BLOQUEIO DO MEC

UFMA tem 30% do orçamento cortado e pode encerrar atividades

O corte anunciado pelo MEC para o segundo semestre da Universidade chega a R$33 milhões

Foto: Divulgação

Além da possibilidade de encerramento de atividades do IFMA devido ao corte de 38% anunciado pelo MEC, outra instituição de ensino público corre riscos no segundo semestre. A Universidade Federal do Maranhão (UFMA) confirmou o bloqueio de 30% das verbas, o correspondente a R$33 milhões, e também corre risco de fechar as portas, segundo a assessoria de comunicação.

Leia também: IFMA pode fechar as portas até o final do ano

Do valor bloqueado total, R$26 milhões foram cortados da verba destinada à manutenção do estabelecimento – contas de energia, água, telefonia, entre outros; e os outros R$7 milhões, da ementa – destinados à compra de materiais, equipamentos laboratoriais e obras.

Com o corte, o instituto assegurou que não será mais possível comprar insumos para os laboratórios.

Segundo a UFMA, por ora, não há como dar a certeza de que suas atividades serão de fato encerradas por falta de verba, mas é uma possibilidade.

“Pela lógica, com esse orçamento, não há como continuar.
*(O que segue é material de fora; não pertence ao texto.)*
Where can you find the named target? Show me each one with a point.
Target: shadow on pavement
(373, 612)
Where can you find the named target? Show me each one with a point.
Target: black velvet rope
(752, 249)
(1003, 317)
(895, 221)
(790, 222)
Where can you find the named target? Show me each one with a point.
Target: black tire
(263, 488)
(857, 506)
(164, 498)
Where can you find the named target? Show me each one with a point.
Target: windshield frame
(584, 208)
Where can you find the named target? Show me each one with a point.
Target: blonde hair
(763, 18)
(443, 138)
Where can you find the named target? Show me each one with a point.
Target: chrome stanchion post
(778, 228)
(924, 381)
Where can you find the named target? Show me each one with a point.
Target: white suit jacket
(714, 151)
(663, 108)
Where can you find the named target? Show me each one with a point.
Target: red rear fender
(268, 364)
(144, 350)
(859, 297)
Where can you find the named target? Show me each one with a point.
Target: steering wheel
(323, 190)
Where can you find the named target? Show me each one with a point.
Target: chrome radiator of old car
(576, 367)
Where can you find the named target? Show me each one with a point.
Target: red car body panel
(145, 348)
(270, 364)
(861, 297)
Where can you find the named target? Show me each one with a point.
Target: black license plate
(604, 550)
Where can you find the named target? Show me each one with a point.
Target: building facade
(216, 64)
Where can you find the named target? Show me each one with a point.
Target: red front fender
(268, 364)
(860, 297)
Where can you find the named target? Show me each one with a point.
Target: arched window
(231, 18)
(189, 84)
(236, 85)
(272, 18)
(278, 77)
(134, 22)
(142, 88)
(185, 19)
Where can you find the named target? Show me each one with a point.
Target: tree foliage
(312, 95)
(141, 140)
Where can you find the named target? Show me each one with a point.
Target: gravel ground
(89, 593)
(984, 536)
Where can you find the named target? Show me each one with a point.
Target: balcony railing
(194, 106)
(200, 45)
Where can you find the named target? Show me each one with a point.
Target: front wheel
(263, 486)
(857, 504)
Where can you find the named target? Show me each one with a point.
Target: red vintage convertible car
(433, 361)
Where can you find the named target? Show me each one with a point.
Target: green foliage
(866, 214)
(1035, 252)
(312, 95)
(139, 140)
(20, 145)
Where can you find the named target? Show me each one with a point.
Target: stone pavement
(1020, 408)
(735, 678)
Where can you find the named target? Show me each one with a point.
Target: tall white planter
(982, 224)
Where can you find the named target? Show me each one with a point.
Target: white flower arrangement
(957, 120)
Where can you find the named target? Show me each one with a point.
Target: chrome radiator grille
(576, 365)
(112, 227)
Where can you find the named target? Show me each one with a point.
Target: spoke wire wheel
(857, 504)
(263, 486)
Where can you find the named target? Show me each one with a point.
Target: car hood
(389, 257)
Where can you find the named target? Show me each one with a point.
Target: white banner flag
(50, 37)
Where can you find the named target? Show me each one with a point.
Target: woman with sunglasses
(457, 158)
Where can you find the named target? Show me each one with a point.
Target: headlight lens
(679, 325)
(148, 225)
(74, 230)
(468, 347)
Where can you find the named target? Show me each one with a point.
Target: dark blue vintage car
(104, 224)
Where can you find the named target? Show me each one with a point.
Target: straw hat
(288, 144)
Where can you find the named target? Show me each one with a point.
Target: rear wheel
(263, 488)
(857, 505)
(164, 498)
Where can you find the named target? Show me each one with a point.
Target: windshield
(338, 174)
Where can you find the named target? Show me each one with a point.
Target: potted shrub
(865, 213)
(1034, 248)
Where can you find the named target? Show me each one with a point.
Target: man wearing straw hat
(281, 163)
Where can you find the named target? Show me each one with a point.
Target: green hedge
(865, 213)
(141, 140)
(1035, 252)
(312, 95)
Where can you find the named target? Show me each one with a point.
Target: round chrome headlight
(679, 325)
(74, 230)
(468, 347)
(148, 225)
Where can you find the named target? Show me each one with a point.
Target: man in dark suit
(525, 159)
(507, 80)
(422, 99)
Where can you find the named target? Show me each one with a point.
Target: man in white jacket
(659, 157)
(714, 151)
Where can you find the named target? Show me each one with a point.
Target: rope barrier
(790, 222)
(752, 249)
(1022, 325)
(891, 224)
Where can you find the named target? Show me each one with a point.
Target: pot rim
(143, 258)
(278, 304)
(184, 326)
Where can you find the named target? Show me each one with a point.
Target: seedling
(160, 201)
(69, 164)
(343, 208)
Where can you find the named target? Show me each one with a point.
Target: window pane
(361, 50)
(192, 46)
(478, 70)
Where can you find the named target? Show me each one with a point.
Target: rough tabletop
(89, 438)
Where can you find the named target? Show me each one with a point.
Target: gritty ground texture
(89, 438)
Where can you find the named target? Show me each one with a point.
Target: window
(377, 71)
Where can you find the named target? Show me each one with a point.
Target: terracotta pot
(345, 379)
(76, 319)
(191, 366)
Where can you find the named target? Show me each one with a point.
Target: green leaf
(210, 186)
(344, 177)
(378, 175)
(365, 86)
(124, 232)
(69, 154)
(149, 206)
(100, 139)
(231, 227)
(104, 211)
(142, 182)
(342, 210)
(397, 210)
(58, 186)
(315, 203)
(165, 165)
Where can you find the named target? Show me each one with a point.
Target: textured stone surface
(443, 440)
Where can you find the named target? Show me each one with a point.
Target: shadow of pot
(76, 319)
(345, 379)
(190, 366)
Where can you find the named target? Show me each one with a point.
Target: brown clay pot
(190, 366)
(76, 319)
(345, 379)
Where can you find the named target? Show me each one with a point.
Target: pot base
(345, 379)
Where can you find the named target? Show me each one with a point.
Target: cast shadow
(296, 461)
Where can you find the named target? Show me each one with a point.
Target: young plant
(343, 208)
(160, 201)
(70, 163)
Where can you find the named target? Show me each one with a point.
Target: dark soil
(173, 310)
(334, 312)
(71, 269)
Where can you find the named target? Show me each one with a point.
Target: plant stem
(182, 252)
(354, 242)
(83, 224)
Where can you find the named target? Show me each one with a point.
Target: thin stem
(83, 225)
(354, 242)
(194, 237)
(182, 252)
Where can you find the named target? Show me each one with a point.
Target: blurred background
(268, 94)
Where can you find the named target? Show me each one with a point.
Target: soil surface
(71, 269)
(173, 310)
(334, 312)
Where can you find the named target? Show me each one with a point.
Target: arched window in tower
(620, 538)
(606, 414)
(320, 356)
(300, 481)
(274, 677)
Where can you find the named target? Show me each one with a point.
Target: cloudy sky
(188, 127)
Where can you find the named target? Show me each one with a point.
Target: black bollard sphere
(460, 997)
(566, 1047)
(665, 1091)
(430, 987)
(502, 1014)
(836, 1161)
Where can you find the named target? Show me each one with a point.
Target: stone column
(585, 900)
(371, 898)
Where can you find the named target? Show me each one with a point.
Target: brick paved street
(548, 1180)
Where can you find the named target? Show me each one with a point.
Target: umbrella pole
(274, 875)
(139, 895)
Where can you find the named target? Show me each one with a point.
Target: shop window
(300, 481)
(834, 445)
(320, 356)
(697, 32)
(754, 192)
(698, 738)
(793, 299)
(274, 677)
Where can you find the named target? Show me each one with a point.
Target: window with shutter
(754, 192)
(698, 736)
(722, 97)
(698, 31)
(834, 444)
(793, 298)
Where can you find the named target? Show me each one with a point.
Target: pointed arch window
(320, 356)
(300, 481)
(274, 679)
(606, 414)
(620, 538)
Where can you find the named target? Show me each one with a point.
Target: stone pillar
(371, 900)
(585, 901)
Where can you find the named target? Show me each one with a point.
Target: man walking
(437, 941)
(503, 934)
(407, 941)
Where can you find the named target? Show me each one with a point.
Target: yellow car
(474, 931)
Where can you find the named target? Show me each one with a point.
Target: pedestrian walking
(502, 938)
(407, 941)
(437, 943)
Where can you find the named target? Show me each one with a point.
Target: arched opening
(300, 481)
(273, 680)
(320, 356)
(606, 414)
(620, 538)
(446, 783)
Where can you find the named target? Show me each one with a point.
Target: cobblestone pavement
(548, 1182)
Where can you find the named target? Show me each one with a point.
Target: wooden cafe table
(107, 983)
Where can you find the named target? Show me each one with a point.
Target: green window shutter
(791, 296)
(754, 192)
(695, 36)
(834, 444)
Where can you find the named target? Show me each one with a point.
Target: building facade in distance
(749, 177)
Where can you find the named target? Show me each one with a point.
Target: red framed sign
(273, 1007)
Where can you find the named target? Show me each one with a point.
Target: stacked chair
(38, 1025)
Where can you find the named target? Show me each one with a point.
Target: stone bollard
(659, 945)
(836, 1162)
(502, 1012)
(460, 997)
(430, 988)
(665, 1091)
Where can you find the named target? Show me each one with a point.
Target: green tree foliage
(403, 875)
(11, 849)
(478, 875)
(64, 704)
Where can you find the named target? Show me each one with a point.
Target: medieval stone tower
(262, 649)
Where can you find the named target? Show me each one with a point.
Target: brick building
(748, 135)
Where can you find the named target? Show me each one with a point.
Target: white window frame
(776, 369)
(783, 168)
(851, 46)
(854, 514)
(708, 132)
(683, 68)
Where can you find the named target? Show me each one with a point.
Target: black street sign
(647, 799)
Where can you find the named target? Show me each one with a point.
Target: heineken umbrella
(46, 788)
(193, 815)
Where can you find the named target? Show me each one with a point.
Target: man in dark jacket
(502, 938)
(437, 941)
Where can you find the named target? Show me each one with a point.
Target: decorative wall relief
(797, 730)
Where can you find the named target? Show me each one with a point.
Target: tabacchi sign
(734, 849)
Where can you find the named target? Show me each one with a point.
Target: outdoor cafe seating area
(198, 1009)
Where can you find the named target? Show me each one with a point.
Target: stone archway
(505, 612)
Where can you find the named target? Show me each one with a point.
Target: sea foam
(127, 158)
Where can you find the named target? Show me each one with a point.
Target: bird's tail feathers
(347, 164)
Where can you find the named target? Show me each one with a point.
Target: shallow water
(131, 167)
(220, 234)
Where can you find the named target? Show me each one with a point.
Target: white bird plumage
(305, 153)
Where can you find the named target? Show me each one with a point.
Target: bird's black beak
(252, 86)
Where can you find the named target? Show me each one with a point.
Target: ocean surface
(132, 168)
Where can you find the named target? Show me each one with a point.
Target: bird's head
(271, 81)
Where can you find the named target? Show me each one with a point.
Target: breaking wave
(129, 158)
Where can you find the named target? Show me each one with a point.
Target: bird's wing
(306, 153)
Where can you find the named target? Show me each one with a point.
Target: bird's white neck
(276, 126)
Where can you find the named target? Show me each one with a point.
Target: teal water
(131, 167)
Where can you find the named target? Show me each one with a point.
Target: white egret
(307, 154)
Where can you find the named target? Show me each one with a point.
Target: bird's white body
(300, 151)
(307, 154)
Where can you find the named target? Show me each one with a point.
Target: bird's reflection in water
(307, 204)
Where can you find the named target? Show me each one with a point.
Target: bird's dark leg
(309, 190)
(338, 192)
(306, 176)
Mas não tem como dar uma certeza, pois a Universidade já vinha, antes, passando por esta situação de fechar, mas não fechou”, afirmou a assessoria da instituição.

Em nota, a reitoria lembra que o instituto já vinha trabalhando com o orçamento bastante restrito. “O contingenciamento de recursos por parte do governo federal tem sido frequente desde 2015, comprometendo o investimento em equipamentos, urbanização e a conclusão de obras fundamentais para a Instituição”, diz o texto.

A manifestação da reitoria


Neste domingo (5), a reitoria manifestou preocupação com a situação e diz que o bloqueio “impactará fortemente nas atividades de ensino, pesquisa e extensão da Instituição”.

“Ainda que, momentaneamente, as notícias sejam desanimadoras, a gestão da UFMA está se dedicando, com afinco, na luta pela manutenção de um trabalho cotidiano nas melhores condições possíveis”, diz, em nota.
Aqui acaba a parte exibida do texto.